E dedin bile. Bu kadar kötü demagoji senin şanına yakışmıyor be güzelim. Senden çok daha iyilerini bekliyoruz. Ha bu arada, "aldatıldık" diyen birine "şimdi mi aklına geldi" diye sorulur mu hiç miçocuğum? Mesela Ayşe Arman'ın Umre'ye değil de Paris'e gittiğini öğrensen, sonra da "aldatıldık" desen ... biz de sana "şimdi mi aklına geldi" desek... Nasıl? Biraz saçma olurdu değil mi?
"'Birlikte yürüdünüz bütün o yılları ve yolları' demeyeceğim..."
Bak sevgili miço: Aldatılan birine hiç söylenmeyecek şey budur zaten. Zira birisinin aldatılabilmesi için, kendisinin aldatanla belli bir yakınlık kurmuş olması gerekir. Onun için, mesela eşi tarafından aldatılan birine, psikolojik rahatsızlığı olmayan hiç kimse "ama birlikte yürüdünüz bütün o yılları ve yolları" falan demez.

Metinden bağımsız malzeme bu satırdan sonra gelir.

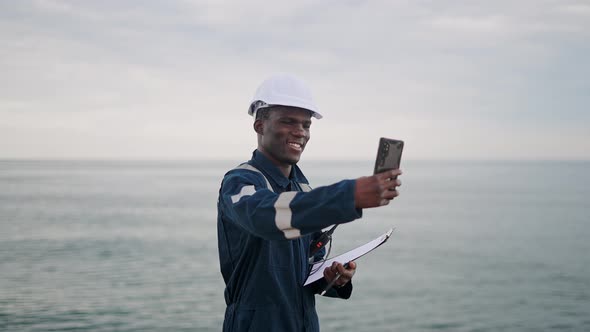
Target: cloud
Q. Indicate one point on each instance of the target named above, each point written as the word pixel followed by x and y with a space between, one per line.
pixel 181 74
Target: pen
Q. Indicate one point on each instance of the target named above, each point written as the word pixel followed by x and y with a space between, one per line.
pixel 333 281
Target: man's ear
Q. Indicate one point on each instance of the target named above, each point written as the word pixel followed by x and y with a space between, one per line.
pixel 259 126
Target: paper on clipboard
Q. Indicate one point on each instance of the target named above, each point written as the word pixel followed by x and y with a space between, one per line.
pixel 346 257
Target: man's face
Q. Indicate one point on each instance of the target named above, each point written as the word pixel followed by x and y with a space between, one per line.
pixel 284 134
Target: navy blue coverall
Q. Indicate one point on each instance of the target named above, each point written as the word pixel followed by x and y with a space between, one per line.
pixel 263 239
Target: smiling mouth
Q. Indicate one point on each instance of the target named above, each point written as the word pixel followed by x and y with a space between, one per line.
pixel 295 146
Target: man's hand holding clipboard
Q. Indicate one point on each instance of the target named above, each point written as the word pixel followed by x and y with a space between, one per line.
pixel 347 258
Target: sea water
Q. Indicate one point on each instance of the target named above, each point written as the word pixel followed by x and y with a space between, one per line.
pixel 131 246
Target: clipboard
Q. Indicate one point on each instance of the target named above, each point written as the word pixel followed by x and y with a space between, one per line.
pixel 351 255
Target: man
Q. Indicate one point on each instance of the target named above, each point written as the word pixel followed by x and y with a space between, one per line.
pixel 268 215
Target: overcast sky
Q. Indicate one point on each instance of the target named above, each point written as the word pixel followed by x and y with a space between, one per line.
pixel 173 79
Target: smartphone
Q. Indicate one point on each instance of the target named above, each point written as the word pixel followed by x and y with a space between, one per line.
pixel 389 154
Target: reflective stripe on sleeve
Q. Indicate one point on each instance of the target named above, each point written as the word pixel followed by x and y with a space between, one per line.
pixel 283 215
pixel 246 191
pixel 305 187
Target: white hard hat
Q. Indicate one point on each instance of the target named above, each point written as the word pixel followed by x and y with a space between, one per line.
pixel 284 90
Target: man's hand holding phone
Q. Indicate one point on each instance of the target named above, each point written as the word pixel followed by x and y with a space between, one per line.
pixel 376 190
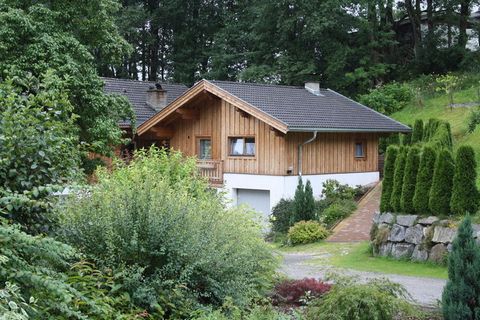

"'Samimiyseniz hesap sorun' falan da demeyeceğim."
Başka ülkelerde mi yaşıyoruz miçocuğum? Cumhurbaşkanı 17 Aralık'tan beri bu hainlerden hesap sormuyor da ne yapıyor? Bir de bir ricam var: Ne olur "samimiyet" kelimesini cümle içinde kullanma. Aydın Doğan'a dekolte ne kadar yakışırsa, samimiyet de senin ağzına o kadar yakışıyor işte. Ha "kitsch takılıyorum" diyorsan, o ayrı. Saygı duyarım.
"Derdim geçmişin suçları ve suçluları değil..."
Olmasın zaten. Zira geçmiş senle, senin suçlarınla dolu.
"Geçmişin mağdurlarıyla ilgiliyim."
GEÇMİŞİN ÇOK KİRLİ ERTUĞRUL ÖZKÖK!
Ne tesadüf! Ben de! Hrant Dink, Ahmet Kaya, başörtülü kadınlar. Ama ne hikmetse, geçmişin mağdurları hep senin mağdurların çıkıyor. Yoksa "geçmiş" sen misin miçom?
"Bir de geleceğin olağan mağdurlarıyla."
Kim bunlar acep? Bu zamana kadar olağan şekilde mağdur edenler mi yoksa?
"O yüzden şöyle diyeceğim. Sayın Cumhurbaşkanı sakın Kabataş olayında da aldatılmış olmayasınız."
Senin samimi olma ihtimalin kadar yüksek bir ihtimal bu. Yani sıfıra yakın.
"Camide içki içtiler gibi çok tehlikeli bir yalanı da size gerçekmiş gibi kabul ettirmiş olmasınlar."
Demek ki birayı içmemişler, sadece kutusunu camiye atmışlar. Evet Cumhurbaşkanı'nı asıl bu hakikate inandırmak lazım.
"Gezi'de öldürülen çocukları size yanlış anlatmış olmasınlar..."
Asıl siz Gezi'de öldürülen çocuklara Erdoğan'ı yanlış anlatmış olmayasınız?
"Madem konuyu açtık. Kendimle ilgili joker hakkımı da kullanayım."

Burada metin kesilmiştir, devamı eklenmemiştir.